I’m sure that hundreds of Spanish-speakers in the ad agency world have faced that discrimination on a daily basis.

For 53 million self-described Hispanics, it has meant outright discrimination in almost every aspect of their lives. So much so that “Hispanics” in general are now “brown” and even “Hispanics” have debates about whether you are white or Hispanic, never understanding that you can be both.

For the millions who try to enter the U.S. in search of a better life, it has meant death squads at the border. If those millions were Icelandic blondes instead of brown skinned Mexicans or Central Americans, you can bet “your sweet bippy” (as Rowan Martin from Laugh-In used to say) that they would be welcomed with open arms.

And we are ignored. In contrast to the African-American market which has fiery leaders like Al Sharpton, the “Hispanic” market has failed miserably in creating political leadership that furthers its agenda. Actually, it has failed miserably in furthering two items that should be in its agenda: Immigration reform and minimum wage reform.

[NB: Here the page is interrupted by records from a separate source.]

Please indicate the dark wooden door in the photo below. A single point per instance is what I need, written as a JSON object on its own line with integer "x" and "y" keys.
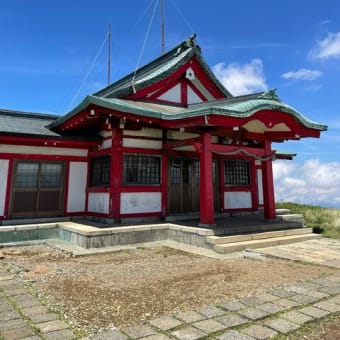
{"x": 37, "y": 189}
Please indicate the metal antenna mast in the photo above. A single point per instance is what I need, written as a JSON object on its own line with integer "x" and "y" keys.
{"x": 109, "y": 57}
{"x": 162, "y": 26}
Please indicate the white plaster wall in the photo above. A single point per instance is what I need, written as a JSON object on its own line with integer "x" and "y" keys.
{"x": 3, "y": 184}
{"x": 140, "y": 202}
{"x": 42, "y": 150}
{"x": 260, "y": 186}
{"x": 99, "y": 202}
{"x": 145, "y": 132}
{"x": 173, "y": 95}
{"x": 76, "y": 195}
{"x": 237, "y": 200}
{"x": 193, "y": 97}
{"x": 142, "y": 143}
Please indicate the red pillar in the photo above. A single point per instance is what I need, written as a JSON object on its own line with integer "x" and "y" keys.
{"x": 164, "y": 178}
{"x": 116, "y": 173}
{"x": 206, "y": 181}
{"x": 268, "y": 185}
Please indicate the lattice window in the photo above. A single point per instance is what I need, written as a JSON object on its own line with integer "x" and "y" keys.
{"x": 236, "y": 172}
{"x": 100, "y": 171}
{"x": 141, "y": 169}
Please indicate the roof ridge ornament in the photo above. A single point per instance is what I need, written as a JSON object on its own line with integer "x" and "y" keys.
{"x": 271, "y": 95}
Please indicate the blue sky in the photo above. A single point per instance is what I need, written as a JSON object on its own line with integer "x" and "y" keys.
{"x": 49, "y": 49}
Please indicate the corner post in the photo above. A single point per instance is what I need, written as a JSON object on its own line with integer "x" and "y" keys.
{"x": 206, "y": 182}
{"x": 116, "y": 173}
{"x": 268, "y": 185}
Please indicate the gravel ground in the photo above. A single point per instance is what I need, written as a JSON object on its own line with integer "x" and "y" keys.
{"x": 126, "y": 287}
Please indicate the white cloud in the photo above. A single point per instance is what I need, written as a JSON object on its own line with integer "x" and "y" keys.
{"x": 327, "y": 48}
{"x": 302, "y": 74}
{"x": 310, "y": 183}
{"x": 242, "y": 79}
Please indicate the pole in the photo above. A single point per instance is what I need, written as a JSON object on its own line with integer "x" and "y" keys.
{"x": 162, "y": 26}
{"x": 109, "y": 57}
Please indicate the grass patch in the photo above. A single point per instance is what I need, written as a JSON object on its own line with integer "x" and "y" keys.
{"x": 323, "y": 220}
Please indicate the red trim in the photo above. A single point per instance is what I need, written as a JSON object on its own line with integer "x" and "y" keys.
{"x": 141, "y": 215}
{"x": 268, "y": 186}
{"x": 198, "y": 92}
{"x": 66, "y": 187}
{"x": 43, "y": 157}
{"x": 184, "y": 92}
{"x": 9, "y": 187}
{"x": 116, "y": 173}
{"x": 164, "y": 178}
{"x": 45, "y": 141}
{"x": 206, "y": 181}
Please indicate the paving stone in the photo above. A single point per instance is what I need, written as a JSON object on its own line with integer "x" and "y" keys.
{"x": 209, "y": 326}
{"x": 267, "y": 297}
{"x": 335, "y": 299}
{"x": 189, "y": 333}
{"x": 34, "y": 310}
{"x": 138, "y": 331}
{"x": 259, "y": 332}
{"x": 189, "y": 316}
{"x": 297, "y": 289}
{"x": 331, "y": 289}
{"x": 253, "y": 313}
{"x": 271, "y": 308}
{"x": 251, "y": 301}
{"x": 281, "y": 292}
{"x": 17, "y": 333}
{"x": 9, "y": 315}
{"x": 234, "y": 335}
{"x": 282, "y": 325}
{"x": 232, "y": 320}
{"x": 109, "y": 334}
{"x": 16, "y": 323}
{"x": 287, "y": 303}
{"x": 232, "y": 305}
{"x": 7, "y": 278}
{"x": 314, "y": 312}
{"x": 211, "y": 311}
{"x": 329, "y": 306}
{"x": 65, "y": 334}
{"x": 51, "y": 326}
{"x": 317, "y": 294}
{"x": 155, "y": 337}
{"x": 39, "y": 318}
{"x": 304, "y": 299}
{"x": 165, "y": 323}
{"x": 26, "y": 302}
{"x": 297, "y": 317}
{"x": 15, "y": 292}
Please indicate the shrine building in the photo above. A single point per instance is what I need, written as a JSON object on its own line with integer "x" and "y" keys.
{"x": 166, "y": 140}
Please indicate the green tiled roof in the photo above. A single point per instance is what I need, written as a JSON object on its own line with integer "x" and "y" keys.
{"x": 158, "y": 69}
{"x": 239, "y": 107}
{"x": 16, "y": 122}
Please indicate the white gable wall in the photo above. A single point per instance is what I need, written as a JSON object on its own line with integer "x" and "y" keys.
{"x": 77, "y": 187}
{"x": 3, "y": 184}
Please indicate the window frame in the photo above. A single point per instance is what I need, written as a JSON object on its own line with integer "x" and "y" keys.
{"x": 100, "y": 177}
{"x": 237, "y": 179}
{"x": 152, "y": 178}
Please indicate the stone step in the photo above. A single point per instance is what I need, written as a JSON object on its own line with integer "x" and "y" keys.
{"x": 262, "y": 243}
{"x": 257, "y": 236}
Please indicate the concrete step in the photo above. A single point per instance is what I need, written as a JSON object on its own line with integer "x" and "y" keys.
{"x": 257, "y": 236}
{"x": 262, "y": 243}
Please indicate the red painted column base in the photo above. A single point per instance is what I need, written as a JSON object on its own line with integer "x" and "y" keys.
{"x": 206, "y": 182}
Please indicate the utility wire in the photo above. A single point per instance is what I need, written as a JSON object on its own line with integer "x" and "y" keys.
{"x": 144, "y": 44}
{"x": 88, "y": 72}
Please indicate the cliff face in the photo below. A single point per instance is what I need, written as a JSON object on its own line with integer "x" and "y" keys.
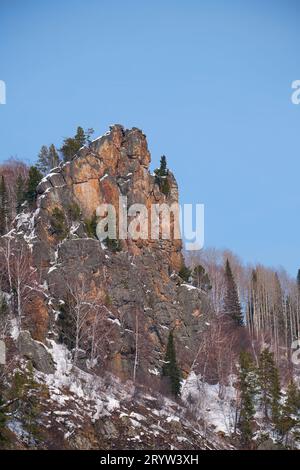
{"x": 138, "y": 285}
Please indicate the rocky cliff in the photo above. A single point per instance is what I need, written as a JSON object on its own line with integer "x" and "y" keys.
{"x": 128, "y": 297}
{"x": 138, "y": 283}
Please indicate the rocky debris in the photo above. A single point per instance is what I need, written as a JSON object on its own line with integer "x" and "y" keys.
{"x": 138, "y": 280}
{"x": 35, "y": 351}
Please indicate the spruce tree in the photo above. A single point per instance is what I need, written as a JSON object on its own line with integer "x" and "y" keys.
{"x": 200, "y": 278}
{"x": 20, "y": 193}
{"x": 4, "y": 207}
{"x": 34, "y": 178}
{"x": 269, "y": 387}
{"x": 298, "y": 280}
{"x": 170, "y": 368}
{"x": 290, "y": 411}
{"x": 161, "y": 174}
{"x": 71, "y": 145}
{"x": 232, "y": 307}
{"x": 247, "y": 384}
{"x": 53, "y": 157}
{"x": 3, "y": 419}
{"x": 48, "y": 158}
{"x": 43, "y": 160}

So I am convinced that the Hispanic heritage has not served us well.

We need to reboot.

I propose that we drop “Hispanic” as a term and use “Multicultural” exclusively. I am truly multicultural and, in contrast to my country of birth and my height (5’6”) both of which I did not influence at all, I feel proud of being multicultural. I know my way around Hong Kong, London, Mexico City and New York equally as well.